6. “Cannot mix BigInt and Number”: Why JavaScript Throws

Once you use BigInt, JS becomes strict:

1n + 1  
// TypeError

Why? Because combining Number and BigInt can silently corrupt values.

Fix

1n + 1n;

Or explicitly convert (carefully):

BigInt(1);  
Number(1n);  // risky for large n

7. JSON and BigInt: A Known Limitation

JSON.stringify() does not support BigInt.

JSON.stringify(1n);
// TypeError

Workaround

JSON.stringify({ value: big.toString() })

Or use libraries like:

  • json-bigint

  • lossless-json

8. Real-World Failures Caused by Ignoring BigInt

1. Broken authentication

Snowflake IDs cannot be stored as Numbers.
Users are logged in as someone else or fail auth randomly.

2. Corrupted financial values

Large cent-level integers lose precision.
This leads to rounding deviations that cause balance mismatches.

3. Blockchain values break

Ethereum Wei values exceed 2^53 routinely.
Contract interactions fail or verify incorrectly.
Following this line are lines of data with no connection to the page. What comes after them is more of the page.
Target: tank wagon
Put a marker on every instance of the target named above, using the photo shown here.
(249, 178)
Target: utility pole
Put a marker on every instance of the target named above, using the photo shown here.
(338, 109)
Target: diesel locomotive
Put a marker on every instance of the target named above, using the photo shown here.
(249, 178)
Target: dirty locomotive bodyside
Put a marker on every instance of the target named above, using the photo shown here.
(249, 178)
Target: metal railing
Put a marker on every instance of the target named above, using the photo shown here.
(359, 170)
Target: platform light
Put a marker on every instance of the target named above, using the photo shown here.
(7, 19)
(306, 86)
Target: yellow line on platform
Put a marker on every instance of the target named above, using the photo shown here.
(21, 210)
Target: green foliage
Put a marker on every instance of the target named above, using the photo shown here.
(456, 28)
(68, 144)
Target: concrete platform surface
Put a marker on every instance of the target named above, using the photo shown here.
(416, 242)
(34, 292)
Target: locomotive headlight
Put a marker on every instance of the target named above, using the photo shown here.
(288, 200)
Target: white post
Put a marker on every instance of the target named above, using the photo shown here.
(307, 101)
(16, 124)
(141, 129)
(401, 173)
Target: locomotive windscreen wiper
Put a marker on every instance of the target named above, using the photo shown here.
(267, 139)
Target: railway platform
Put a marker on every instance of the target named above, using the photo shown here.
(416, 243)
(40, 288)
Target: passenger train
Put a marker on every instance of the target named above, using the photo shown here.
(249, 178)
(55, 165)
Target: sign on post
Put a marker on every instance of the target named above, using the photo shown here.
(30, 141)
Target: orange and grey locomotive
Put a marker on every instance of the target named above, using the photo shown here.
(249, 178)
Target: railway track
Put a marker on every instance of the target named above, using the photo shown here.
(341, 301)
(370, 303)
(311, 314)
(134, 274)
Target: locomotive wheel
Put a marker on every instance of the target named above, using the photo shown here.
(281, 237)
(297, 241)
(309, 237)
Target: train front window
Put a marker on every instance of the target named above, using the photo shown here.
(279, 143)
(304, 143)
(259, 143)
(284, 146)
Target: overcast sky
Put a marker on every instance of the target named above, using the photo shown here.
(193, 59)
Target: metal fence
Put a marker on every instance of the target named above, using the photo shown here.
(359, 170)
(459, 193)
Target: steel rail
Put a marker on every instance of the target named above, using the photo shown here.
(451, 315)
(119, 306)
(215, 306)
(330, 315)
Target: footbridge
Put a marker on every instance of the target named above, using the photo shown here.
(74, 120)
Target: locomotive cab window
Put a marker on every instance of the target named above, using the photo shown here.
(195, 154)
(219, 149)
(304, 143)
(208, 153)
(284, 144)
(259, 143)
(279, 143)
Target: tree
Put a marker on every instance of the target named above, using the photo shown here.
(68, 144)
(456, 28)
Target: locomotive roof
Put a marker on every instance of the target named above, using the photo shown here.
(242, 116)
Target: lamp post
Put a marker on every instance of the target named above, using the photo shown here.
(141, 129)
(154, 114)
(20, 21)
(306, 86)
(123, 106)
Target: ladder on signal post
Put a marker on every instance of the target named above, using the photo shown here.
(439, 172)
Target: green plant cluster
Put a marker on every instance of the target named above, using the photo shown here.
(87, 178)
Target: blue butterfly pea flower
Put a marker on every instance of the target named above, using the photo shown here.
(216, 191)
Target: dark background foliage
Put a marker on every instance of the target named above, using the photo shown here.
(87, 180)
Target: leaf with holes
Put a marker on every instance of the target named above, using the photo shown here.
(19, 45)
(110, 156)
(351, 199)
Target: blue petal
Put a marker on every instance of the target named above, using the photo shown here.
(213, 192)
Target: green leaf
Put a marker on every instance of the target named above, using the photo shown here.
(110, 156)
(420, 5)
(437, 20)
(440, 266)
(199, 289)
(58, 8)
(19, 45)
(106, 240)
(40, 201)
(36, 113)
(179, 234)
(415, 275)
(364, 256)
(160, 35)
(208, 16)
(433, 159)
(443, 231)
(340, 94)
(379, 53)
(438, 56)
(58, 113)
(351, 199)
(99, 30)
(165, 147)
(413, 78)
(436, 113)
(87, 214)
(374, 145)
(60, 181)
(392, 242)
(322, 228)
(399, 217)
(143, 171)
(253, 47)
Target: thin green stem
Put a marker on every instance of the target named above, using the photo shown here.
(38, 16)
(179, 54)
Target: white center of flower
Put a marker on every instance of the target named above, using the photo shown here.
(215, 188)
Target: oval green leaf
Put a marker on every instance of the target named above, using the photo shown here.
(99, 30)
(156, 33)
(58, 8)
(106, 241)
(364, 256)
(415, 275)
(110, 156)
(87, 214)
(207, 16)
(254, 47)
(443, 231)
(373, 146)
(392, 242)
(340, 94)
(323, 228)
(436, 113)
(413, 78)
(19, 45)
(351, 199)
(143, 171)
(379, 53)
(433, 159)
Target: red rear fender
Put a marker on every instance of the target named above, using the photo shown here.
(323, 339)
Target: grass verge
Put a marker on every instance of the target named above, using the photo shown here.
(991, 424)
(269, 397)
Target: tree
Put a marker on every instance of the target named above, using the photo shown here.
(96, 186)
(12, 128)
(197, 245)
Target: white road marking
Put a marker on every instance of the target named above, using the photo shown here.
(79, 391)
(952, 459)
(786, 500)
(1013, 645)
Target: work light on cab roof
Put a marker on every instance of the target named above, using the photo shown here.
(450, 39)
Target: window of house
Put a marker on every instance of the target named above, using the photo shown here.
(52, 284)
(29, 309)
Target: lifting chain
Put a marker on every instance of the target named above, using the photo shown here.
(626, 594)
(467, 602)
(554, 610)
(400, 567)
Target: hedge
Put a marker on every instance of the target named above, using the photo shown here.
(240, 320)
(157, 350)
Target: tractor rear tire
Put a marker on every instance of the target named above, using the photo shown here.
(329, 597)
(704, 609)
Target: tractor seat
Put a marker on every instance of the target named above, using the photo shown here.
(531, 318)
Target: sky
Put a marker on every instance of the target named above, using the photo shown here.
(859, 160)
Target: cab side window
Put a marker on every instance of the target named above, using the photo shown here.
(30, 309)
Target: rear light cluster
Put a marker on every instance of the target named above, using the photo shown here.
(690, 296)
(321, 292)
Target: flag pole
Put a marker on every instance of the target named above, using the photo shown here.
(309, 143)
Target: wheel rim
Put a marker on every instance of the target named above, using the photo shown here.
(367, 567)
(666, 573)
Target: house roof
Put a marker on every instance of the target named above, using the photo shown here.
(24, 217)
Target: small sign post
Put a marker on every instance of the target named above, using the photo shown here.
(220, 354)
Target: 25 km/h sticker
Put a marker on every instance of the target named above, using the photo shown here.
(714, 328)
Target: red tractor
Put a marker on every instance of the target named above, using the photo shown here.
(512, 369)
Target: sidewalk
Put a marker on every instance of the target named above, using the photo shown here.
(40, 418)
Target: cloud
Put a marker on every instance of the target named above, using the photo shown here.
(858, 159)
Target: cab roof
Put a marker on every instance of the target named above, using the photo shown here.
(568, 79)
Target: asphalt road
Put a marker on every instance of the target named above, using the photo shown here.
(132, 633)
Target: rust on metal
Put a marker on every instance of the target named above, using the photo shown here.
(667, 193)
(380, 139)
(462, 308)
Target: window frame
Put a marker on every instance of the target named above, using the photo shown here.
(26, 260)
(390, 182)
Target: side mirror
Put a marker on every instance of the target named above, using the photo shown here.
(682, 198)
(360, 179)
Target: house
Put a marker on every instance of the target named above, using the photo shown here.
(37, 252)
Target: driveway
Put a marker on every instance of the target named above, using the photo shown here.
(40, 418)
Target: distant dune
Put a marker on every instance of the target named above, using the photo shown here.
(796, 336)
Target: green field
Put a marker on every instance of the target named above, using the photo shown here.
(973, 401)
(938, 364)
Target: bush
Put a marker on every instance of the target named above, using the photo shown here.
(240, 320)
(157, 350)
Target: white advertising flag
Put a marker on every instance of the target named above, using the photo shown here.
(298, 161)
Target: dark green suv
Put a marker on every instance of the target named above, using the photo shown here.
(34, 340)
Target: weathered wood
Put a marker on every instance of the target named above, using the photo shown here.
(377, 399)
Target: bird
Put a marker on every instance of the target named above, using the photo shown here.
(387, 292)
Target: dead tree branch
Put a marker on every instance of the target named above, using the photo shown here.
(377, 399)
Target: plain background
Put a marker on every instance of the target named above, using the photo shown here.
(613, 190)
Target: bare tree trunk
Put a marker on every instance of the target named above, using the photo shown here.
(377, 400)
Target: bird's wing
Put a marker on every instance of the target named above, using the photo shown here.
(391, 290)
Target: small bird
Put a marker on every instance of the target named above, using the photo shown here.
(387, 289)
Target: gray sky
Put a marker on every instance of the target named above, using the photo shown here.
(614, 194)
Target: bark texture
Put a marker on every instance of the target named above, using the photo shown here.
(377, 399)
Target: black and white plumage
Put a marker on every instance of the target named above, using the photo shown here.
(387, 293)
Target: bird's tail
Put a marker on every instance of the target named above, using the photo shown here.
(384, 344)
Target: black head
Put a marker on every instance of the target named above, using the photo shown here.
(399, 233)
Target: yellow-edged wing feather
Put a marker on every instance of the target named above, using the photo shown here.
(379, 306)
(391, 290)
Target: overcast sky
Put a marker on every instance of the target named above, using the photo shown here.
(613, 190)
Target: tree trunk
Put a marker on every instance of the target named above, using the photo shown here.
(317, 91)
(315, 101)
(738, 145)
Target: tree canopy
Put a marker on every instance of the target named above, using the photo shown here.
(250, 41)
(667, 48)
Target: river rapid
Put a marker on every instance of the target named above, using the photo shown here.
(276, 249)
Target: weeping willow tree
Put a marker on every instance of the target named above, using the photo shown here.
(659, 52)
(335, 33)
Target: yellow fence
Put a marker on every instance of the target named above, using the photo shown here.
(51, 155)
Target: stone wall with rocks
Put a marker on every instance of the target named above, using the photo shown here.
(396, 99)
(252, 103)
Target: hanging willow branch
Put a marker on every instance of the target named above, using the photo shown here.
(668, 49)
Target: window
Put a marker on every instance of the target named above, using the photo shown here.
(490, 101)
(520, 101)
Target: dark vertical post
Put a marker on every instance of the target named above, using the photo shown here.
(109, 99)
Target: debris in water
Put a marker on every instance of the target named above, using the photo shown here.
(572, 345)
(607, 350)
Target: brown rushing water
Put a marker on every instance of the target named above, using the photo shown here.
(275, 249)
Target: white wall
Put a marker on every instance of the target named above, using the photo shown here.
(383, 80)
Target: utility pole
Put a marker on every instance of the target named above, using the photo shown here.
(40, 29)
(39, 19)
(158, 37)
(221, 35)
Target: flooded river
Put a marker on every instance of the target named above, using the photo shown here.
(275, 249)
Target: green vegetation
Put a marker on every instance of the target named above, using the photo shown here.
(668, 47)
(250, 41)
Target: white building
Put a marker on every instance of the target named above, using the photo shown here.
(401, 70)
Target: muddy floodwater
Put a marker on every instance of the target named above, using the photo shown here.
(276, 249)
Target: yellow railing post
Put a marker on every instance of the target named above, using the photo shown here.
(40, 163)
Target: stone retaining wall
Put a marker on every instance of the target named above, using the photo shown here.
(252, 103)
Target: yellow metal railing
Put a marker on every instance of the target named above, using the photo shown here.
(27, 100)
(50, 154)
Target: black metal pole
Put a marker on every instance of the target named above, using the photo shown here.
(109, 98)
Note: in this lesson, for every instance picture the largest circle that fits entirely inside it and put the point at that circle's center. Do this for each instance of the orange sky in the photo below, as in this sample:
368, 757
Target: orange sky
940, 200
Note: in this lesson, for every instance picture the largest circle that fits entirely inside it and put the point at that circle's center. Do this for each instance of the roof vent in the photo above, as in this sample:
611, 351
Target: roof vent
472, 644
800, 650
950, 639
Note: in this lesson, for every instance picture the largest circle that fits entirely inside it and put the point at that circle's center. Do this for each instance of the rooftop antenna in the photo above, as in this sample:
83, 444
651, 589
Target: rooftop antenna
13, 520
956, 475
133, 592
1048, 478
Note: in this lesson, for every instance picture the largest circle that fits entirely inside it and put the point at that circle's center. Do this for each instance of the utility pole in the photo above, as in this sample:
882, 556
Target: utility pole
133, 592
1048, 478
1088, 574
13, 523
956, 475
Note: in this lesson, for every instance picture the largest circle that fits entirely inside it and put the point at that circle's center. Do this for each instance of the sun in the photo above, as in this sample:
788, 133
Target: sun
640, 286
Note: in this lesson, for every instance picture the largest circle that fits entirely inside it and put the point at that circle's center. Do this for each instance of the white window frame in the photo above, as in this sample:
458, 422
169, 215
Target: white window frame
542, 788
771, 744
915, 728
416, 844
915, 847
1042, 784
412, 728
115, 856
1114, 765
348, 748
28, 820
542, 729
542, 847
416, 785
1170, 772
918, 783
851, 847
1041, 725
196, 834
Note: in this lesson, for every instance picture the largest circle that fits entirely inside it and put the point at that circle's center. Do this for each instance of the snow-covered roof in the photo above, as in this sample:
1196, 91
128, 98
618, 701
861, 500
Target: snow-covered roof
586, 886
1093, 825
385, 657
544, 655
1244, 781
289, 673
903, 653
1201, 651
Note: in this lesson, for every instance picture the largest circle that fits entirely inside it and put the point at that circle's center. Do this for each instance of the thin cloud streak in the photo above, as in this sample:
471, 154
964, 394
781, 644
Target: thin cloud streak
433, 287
4. Distributed system IDs mismatch

Comparisons give unpredictable results when Numbers overflow.

Conclusion

JavaScript’s Number type is convenient, but it is fundamentally limited.

If your application handles anything that exceeds 53 bits or must remain exact, you must consciously use BigInt.

The key takeaways:

  • JavaScript will never auto-upcast to BigInt

  • Large integers silently lose precision

  • Overflow leads to scientific notation or Infinity

  • BigInt solves these problems but requires explicit usage

  • JSON doesn’t support BigInt without custom handling

By understanding these details, you avoid hard-to-debug failures in authentication, cryptography, blockchain, analytics, and financial systems.